İnsanlık tarihini incelediğimizde farklı dönemlerde farklı kültürlü medeniyetlerin oluştuğunu her dönemin hakim olan medeniyeti o dönemin farklı toplumlarını zoraki güçle etkilediğini kültürel yaşantılarını değiştirdiğini,onlara düşünce ve medeniyetini siyasi güçle kabul ettirdiğini görmekteyiz .Mısır,,Hint ve Grek medeniyetlerinin her birisi, kendi döneminde bölge ve dünya insanlarının dinlerine ritüel,simge,ticaret ve sanatlarının üzerine kültürel anlamda bir hakimiyet sağlamıştır,o dönemde hakimiyetini reddeden bir site devleti mutlaka savaşla veya farklı bir olayla ortadan kaldırılmıştır.Asrımıza hakim olan batı sömürü medeniyeti de tarih sahifelerinde yazılı olan eski medeniyetlerin işlediklerini devam etmektedir, batı medeniyetinin hakimiyet sahasını iki kategoride incelediğimde;
A-) Eski Yunan Roma ve Kabalist düşünce metodu ile değiştirilmiş Hıristiyan kutsal dini öğretilerinin, ortak ürünü olan bu materyalist düşünce sisteminin ana tapınağı sermaye(madde)nin bireyselleşmesinin sonucu, vahşi kapitalist sistemin zamanla Dünyaya hâkim olma uğruna ideolojik silahlı bir yapıya dönüştüğü görülmektedir.

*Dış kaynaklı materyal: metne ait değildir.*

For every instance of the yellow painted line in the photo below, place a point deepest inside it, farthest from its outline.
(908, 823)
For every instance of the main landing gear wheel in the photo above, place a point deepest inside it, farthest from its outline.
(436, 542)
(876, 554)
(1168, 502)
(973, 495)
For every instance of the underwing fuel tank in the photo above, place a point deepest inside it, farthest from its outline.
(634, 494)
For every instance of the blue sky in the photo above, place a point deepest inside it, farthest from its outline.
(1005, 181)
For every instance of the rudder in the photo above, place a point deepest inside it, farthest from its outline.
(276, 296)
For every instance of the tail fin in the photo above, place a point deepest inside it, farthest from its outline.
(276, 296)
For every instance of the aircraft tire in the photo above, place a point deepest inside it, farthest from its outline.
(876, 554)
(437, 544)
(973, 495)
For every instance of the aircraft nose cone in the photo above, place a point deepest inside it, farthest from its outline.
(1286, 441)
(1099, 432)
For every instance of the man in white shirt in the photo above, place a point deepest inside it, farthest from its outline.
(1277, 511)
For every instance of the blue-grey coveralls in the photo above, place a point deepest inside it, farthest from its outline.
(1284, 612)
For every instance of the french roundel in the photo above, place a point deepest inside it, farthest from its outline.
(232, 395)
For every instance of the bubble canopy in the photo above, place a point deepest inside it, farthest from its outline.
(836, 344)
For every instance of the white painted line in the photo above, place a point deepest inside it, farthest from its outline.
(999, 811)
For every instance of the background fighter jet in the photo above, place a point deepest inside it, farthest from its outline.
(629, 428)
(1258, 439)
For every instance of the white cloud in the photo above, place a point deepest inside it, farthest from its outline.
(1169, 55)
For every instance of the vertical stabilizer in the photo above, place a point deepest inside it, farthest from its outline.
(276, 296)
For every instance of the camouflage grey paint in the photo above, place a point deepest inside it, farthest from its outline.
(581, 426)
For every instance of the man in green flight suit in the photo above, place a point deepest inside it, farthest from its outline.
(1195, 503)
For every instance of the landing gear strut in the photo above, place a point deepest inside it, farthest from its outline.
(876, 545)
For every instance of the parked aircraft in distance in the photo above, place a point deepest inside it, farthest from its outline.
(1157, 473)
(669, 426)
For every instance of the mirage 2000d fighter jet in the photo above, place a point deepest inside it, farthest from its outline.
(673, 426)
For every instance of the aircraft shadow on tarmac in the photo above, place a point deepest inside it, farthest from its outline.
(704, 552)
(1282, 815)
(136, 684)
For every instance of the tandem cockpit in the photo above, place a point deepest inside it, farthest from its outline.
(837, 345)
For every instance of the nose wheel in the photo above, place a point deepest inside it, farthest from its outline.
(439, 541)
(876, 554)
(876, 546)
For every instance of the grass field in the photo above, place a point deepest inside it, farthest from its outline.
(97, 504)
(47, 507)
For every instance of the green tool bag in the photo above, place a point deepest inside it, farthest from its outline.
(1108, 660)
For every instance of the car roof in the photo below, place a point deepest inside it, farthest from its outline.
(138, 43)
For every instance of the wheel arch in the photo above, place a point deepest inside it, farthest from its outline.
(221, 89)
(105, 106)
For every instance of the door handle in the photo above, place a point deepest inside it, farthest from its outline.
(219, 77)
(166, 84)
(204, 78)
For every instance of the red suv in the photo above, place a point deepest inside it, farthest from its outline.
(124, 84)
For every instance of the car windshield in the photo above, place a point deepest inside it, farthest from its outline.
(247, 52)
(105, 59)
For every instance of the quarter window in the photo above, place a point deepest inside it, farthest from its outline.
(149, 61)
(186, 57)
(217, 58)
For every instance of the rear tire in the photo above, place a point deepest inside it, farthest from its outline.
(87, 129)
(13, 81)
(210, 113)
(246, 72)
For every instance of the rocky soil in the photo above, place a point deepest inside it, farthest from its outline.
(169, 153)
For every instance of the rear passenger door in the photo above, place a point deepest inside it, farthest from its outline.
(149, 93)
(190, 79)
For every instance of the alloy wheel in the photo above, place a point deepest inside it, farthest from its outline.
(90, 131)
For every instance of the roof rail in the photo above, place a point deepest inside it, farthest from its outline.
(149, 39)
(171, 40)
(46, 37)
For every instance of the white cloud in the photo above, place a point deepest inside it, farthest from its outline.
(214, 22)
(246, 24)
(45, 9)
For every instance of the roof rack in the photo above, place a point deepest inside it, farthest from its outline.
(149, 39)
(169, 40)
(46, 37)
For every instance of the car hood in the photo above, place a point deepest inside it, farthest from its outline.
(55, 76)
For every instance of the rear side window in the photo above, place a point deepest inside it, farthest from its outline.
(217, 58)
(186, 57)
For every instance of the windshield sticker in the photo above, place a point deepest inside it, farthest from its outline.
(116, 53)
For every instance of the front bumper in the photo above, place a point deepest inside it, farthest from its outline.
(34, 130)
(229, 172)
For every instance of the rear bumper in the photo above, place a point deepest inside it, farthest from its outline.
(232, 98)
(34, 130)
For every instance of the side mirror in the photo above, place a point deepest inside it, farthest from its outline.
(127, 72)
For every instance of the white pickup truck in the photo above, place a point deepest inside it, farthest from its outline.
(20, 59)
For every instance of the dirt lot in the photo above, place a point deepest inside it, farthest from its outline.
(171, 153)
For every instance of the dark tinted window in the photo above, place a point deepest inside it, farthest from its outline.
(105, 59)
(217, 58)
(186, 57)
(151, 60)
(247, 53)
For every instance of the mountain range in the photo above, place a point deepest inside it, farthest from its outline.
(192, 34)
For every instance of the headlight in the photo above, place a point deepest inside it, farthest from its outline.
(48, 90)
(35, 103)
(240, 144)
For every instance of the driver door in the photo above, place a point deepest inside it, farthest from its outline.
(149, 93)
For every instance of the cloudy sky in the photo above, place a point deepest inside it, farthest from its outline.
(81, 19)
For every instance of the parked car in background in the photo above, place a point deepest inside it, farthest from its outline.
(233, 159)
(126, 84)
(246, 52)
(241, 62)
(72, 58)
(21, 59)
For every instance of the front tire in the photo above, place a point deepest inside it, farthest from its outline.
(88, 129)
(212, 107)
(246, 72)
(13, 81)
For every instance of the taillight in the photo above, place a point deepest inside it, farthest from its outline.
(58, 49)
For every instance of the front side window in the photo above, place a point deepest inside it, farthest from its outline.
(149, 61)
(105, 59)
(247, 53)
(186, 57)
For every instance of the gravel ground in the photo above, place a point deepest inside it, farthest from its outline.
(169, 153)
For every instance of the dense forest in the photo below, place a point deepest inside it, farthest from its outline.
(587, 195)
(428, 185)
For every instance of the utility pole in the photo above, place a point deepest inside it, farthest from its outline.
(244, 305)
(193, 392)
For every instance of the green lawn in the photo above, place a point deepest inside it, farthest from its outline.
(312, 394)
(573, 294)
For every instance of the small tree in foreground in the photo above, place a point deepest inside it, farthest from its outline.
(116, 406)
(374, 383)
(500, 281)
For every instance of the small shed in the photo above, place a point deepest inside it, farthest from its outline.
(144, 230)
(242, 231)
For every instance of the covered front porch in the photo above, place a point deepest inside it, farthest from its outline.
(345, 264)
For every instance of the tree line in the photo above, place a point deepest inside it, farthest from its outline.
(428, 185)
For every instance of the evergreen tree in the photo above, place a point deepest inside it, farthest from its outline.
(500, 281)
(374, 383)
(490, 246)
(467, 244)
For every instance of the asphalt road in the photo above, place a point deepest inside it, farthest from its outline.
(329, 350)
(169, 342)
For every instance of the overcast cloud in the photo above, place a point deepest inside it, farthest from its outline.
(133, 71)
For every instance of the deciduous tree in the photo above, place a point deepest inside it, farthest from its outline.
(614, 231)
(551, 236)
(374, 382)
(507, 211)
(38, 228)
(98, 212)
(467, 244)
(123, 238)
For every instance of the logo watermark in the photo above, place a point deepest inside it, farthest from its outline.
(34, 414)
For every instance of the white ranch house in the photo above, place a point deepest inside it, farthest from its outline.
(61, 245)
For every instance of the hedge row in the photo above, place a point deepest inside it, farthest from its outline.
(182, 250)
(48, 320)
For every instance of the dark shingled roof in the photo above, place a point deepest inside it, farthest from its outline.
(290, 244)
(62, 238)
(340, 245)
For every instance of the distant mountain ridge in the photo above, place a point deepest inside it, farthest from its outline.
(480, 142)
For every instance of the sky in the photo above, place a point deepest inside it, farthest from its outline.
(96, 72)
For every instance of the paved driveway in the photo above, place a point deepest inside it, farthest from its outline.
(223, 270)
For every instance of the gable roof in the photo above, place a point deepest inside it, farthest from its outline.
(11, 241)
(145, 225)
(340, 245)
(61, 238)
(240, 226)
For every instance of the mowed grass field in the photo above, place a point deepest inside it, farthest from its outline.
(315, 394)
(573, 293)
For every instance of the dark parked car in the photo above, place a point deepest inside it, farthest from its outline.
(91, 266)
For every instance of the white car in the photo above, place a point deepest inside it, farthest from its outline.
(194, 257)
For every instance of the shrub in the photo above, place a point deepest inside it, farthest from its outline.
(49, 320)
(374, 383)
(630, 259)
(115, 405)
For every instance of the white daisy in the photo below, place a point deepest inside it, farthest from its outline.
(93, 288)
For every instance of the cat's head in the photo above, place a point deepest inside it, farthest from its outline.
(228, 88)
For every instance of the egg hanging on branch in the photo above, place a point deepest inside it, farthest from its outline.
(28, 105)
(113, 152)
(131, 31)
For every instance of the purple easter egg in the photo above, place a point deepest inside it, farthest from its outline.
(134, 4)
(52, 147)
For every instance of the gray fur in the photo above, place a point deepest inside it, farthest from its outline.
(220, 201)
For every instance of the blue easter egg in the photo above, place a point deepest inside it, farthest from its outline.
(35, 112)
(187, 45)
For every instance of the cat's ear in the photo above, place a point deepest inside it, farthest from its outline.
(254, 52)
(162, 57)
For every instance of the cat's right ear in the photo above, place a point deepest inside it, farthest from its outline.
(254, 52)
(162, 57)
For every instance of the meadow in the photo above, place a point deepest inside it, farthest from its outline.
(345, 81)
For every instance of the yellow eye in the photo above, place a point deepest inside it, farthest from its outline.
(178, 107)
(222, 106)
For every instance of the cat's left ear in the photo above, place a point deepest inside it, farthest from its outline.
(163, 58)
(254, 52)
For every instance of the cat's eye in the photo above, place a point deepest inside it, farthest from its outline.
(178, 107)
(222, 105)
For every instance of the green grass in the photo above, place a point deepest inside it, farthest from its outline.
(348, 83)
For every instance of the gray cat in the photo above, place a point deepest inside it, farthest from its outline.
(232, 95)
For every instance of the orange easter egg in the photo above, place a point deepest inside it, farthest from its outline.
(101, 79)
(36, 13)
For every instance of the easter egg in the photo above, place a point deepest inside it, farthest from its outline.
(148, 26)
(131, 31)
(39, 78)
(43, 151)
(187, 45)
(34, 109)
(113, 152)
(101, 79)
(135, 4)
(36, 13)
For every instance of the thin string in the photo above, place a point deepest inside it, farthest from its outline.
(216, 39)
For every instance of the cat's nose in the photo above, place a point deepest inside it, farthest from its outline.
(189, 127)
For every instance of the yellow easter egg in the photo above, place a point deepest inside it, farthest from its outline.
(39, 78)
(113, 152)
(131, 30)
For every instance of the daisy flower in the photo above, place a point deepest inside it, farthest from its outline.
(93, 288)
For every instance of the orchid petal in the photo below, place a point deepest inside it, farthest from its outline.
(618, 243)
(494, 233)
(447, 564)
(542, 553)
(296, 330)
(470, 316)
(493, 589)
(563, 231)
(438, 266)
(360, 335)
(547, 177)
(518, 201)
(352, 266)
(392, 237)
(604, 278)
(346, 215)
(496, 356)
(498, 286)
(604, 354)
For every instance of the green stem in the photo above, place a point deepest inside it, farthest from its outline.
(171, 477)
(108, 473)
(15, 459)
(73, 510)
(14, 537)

B-) Putperest kökenli Hint,Şinto, konfiçyizm,Zerdeştizm,ve farklı pagan dinlerin ortak değer yargıları ile Karl Marks'ın öğretilerinin Mao Zedung ve Vladimir Lenin’in devrimlerle pratikleşme sonucu ve kültür yapılarından oluşmuş,materyalist düşüncenin putu olan sermayenin, batı kapitalizminin aksine,sistemin son şekli; işçilerin alın teri emeği olan sermayenin, devletin elinde toplanarak silahlı bir güce dönüşmesi ile dünya hakimiyetini ele geçirme,ideolojik yapısı ile ortaya çıkmasıdır....
Aslında her iki sistemin farklı gözüken kamufle edilen ortak düşüncesinin nihai hedefi,"dünya devletidir.Ortak akıl olarak onları birleştiren bağ ,Dünya materyalizminin diyalektik akılcı bir çözümü ile anlaşma sağlayarak bölüşme ve sömürme teknikleridir..
Biz hala yılbaşını, Hıristiyan dinine benzememek adına hala yıl başı kutlamalarını Hıristiyan adeti Hıristiyan bayramı olarak kabul ederek, emperyalist kültürün medeniyetinin iç yüzünü tam kavramadığımızı sanıyorum, yılbaşı batı kapitalizminin ortak düşüncesinin ve medeniyetinin sömürü aracı tatil ve ticaret pazarıdır, Ne Hz İsa, nede Hz Musa ile alakalıdır, Allah’ın temiz saf vahiy dinlerinin öğretilerini, kendi hakimiyetleri uğruna değiştiren Firavuni düşüncelerin hakimiyet anlayışıdır, ne Hz. İsa'yı ne Hz. Musa'yı nede Hz Muhammedi tanır. Bu geceki yılbaşı kutlamaları için Komünist Çin marketlerinde taze köpek etleri kapış kapış satılırken, Kapitalist sistemin hâkimiyetindeki ülkelerde pahalı içkilerle Hindi etleri, Avrupa viskisi, Rus votkaları ve zengin holding marketlerinin malları kapış kapış pazarlanarak sömürülen ve makineleşen insanları iyice köleleştirilmektedir. Medeniyetin iyi olan tarafı kuşa dönüştürdüğü dinlere saygısı; sadece pazar gününü Hıristiyanlara cumartesi gününü de Musevilere ibadet yapmaları için tatili kabul etmesidir. Müslümanlar da bu medeniyeti kabul etme zorunda kaldıklarından bu tatil günlerine de uyum sağlamışlardır. Evet, tek dişi kalmış bu medeniyetin amacı insan mutluluğu değil, sermaye mutluluğudur, yiyin efendiler yiyin biz de hesap gününde sizinle haşir neşir oluruz inşallah hesaplaşırız.